Tuesday, July 10, 2012

MWW 26: Айраг


A bowl and vat of airag


Cyrillic
Айраг

Transcription
airag
IPA
[ˈæ:rək]
Layman’s
Pronunciation
AA-ruck
Translation
fermented mare’s milk, kumiss
In Genghis Khan’s time it was ayiraγ.


Airag is the Mongols’ traditional alcoholic beverage, made from fermented horse milk. The first airag I had was given to me, along with a hadag, in a rinsed-out 1.25L coke bottle when I first arrived at site. (Airag isn’t sold in stores; you get it from your rural cousins in a recycled coke bottle.) It wasn't bad but I didn’t like the milk solids that tended to float in it. I recently had some of the new stuff that’s just coming out this summer, and it was smoother. I could also see the little fermentation bubbles in the drops of airag that stuck to the cup. I drank at least three bowls of it. And an hour later I ran to the bathroom three times. Airag is not for the sensitive stomach: even Mongolians sip it little by little at the beginning of summer, until they rebuild their tolerance.

Making Airag


Airag appears early in the summer as mares produce foals, and thus milk. If you take a walk around where there are lots of horses, you can probably see women milking the mares. Why do we not have cow airag?

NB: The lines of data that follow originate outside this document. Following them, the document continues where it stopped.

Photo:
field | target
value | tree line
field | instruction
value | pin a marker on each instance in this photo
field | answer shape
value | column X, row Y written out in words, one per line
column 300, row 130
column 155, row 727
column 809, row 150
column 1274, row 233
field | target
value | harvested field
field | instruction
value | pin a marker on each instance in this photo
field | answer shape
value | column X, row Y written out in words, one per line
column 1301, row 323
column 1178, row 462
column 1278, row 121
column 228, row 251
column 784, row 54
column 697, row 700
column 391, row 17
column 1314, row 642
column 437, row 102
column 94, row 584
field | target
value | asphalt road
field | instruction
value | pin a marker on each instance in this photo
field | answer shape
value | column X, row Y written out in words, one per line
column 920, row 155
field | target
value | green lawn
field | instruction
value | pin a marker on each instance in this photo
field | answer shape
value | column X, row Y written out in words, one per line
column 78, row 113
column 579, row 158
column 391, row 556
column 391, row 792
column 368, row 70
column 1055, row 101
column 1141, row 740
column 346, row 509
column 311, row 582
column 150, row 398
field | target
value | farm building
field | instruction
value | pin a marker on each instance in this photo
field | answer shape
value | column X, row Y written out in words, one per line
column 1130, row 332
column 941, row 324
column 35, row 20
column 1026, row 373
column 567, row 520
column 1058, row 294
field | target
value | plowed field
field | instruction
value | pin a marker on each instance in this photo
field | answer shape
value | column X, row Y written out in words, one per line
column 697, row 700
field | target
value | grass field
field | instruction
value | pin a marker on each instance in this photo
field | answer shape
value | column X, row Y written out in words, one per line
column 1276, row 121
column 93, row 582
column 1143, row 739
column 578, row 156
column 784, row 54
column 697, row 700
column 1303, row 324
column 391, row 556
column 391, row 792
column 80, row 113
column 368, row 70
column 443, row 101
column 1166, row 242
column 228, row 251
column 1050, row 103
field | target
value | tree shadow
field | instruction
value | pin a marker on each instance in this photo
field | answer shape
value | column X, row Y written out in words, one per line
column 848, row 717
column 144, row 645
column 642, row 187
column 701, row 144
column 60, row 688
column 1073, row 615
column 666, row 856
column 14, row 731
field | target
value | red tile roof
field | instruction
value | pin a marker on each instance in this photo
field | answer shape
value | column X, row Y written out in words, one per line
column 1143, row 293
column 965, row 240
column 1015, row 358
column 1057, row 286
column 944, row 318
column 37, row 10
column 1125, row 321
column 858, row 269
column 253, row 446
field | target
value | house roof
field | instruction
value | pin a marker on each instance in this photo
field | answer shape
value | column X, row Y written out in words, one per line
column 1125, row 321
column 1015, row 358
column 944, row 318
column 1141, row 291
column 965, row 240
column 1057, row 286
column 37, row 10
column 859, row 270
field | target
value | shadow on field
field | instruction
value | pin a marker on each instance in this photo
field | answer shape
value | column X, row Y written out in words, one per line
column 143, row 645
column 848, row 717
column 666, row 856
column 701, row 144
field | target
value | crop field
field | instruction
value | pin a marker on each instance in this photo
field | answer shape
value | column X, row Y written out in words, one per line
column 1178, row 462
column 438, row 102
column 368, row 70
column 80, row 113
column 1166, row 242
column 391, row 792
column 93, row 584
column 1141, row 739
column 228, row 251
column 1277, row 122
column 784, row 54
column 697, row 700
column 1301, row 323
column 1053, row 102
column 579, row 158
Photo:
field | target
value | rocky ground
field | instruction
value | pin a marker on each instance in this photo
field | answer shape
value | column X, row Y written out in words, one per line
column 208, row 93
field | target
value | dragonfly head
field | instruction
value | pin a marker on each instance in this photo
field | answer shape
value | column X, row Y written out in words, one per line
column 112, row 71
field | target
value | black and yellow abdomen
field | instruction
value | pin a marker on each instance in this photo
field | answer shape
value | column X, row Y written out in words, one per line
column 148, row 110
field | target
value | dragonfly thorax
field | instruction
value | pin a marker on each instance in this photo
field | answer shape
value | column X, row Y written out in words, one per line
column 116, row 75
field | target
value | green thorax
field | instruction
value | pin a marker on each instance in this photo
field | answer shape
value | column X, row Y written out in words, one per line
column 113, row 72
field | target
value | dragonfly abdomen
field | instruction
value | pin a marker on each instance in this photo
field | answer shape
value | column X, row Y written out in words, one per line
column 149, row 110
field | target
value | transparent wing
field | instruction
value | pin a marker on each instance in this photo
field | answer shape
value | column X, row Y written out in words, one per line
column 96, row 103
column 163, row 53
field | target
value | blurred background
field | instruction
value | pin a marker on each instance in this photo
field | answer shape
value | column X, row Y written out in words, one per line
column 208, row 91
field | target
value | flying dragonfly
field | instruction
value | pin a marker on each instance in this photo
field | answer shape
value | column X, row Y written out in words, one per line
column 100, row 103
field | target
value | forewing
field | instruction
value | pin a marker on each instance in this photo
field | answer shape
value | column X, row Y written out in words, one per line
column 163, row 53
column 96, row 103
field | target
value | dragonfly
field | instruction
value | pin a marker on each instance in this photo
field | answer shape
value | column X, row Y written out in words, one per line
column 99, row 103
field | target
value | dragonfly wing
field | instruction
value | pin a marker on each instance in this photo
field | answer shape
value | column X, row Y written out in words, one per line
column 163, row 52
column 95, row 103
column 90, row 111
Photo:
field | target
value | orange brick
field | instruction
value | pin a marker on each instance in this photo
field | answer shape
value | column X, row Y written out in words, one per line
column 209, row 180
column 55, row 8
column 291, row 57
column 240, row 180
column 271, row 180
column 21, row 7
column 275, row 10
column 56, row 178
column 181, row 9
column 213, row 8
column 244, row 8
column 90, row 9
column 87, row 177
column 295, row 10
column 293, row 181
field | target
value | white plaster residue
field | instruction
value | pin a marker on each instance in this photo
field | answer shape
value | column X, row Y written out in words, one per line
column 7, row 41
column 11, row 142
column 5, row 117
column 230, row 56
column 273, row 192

The answer lies in the composition of the milk. Alcohol is made by fermenting sugar. Horse milk has the most lactose (milk sugar), so it gets the most alcohol. (Goat milk has the least, which is why it's the easiest on the stomach.) Airag is usually left to ferment in a leather bag near the door of a ger. (I’ve also seen a guy with a 60L vat of the stuff.) It’s “stirred” by punching the bag. It’s polite to give the bag a punch if you walk into a ger with someone brewing it. Airag continues to appear through autumn, and the autumn airag is considered especially potent. There was also airag at Tsagaan Sar. I don’t know if mares are still giving milk at this point, or if that stuff was somehow saved since autumn. Airag can also be made into a kind of “Mongolian vodka” (Монгол архи) by freeze distillation. You just leave your airag outside and part of the water content (but not the alcoholic content) will freeze and you can lift it out. That stuff is pretty nasty though. It tastes sort of like vodka with a hint of old cheese.

Airag Customs


At parties airag is usually ladled from from a large ceramic vase into a traditional аяга (bowl for eating and drinking). You drink as much as you can, then hand it back to your server, who refills it and passes it to the next guy (or back to you, if you're the only visitor). An amusing tradition is to make the guest sing, while holding the bowl, and sometimes while standing. Usually after a few lines everyone else joins in. Once you’re done (but not before), you may drink the airag.

Perhaps because airag is traditionally ingrained in the culture, and because its alcohol content is low, it’s not looked at the same way as other drinks like beer or vodka. It’s not “bad.” Mongolians just don’t think of it as “booze” and so they give it to little kids and pregnant women.